I've recently discovered that the Filmmaker Magazine blog features a regular column called The Microbudget Conversation. I just read this piece written back in August by guest writer Nicole Elmer about the limitations of scripting micro-budget films and the avenues opened up by using improvisation:

It was a creative choice as much as a budgeting choice. Because of the specificity involved, a script would have required the costly fabrication I mentioned earlier. Instead, the writer created a very basic outline that was broken down into scenes. Locations were replaceable and everything could be moved as needed, as long as the general symbol of the moment was still expressed. A script would have also forced us to shove dialogue in the actors’ mouths. Instead, we gave the actors their goals, they developed their characters WITH the writer, and we gave them responsibility for their dialogue, a creative choice normally made by a screenwriter.
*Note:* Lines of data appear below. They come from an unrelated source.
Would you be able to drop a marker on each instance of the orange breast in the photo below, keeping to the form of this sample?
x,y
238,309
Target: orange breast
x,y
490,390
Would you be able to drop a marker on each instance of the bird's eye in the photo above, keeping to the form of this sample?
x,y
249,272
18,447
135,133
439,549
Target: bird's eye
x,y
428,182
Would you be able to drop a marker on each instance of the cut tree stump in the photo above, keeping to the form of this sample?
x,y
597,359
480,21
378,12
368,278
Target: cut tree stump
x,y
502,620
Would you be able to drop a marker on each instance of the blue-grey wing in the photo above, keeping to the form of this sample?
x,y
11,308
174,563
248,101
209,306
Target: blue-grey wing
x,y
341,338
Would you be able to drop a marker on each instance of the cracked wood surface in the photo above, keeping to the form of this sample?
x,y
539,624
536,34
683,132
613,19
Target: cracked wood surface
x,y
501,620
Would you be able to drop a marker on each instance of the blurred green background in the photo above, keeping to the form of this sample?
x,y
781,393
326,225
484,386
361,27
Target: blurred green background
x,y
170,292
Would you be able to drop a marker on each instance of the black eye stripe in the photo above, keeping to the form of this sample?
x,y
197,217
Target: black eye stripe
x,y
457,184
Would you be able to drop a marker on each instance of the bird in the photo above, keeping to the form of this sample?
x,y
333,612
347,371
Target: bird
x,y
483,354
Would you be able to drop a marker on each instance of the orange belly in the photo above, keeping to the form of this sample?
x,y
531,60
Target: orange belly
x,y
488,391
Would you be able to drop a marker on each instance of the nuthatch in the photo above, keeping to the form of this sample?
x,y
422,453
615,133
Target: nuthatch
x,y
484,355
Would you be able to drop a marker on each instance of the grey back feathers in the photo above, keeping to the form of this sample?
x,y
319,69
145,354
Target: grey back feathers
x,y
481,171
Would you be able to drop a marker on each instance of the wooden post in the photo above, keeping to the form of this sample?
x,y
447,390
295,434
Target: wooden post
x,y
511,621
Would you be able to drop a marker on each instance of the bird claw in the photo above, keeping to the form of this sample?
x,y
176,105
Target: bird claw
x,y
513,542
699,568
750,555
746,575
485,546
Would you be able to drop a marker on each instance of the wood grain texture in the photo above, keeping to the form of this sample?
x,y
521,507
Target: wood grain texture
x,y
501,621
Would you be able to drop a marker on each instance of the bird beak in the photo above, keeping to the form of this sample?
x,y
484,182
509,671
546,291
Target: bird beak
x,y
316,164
Of course, many filmmakers from Mike Leigh to Rob Nilsson to Terrence Malick work by balancing structure and improvisation. Elmer says that it was a creative and budgetary choice, but I know if one were to ask any of the filmmakers listed above, they would reply that their choice was purely aesthetic. Nilsson even has a brief manifesto on his website ("Create a poetic cinema based not on writing but on observing. Mistrust your ideas and trust your experiences. Discover, don’t prescribe"). Personally, I think films made in such a fashion are, at their best, some of the most profound in cinema. They show life happening and us happening back, to paraphrase Nilsson's manifesto.

It all goes back to what I said about meaning in my last post. And this is not to say that I reject scriptwriting out of hand, of course. All of this is too much for a brief post, and I've been planning an essay-length post on it all sometime in the near future. And also, if that Nilsson manifesto is too brief, there's always The Path of the Artist by Ray Carney.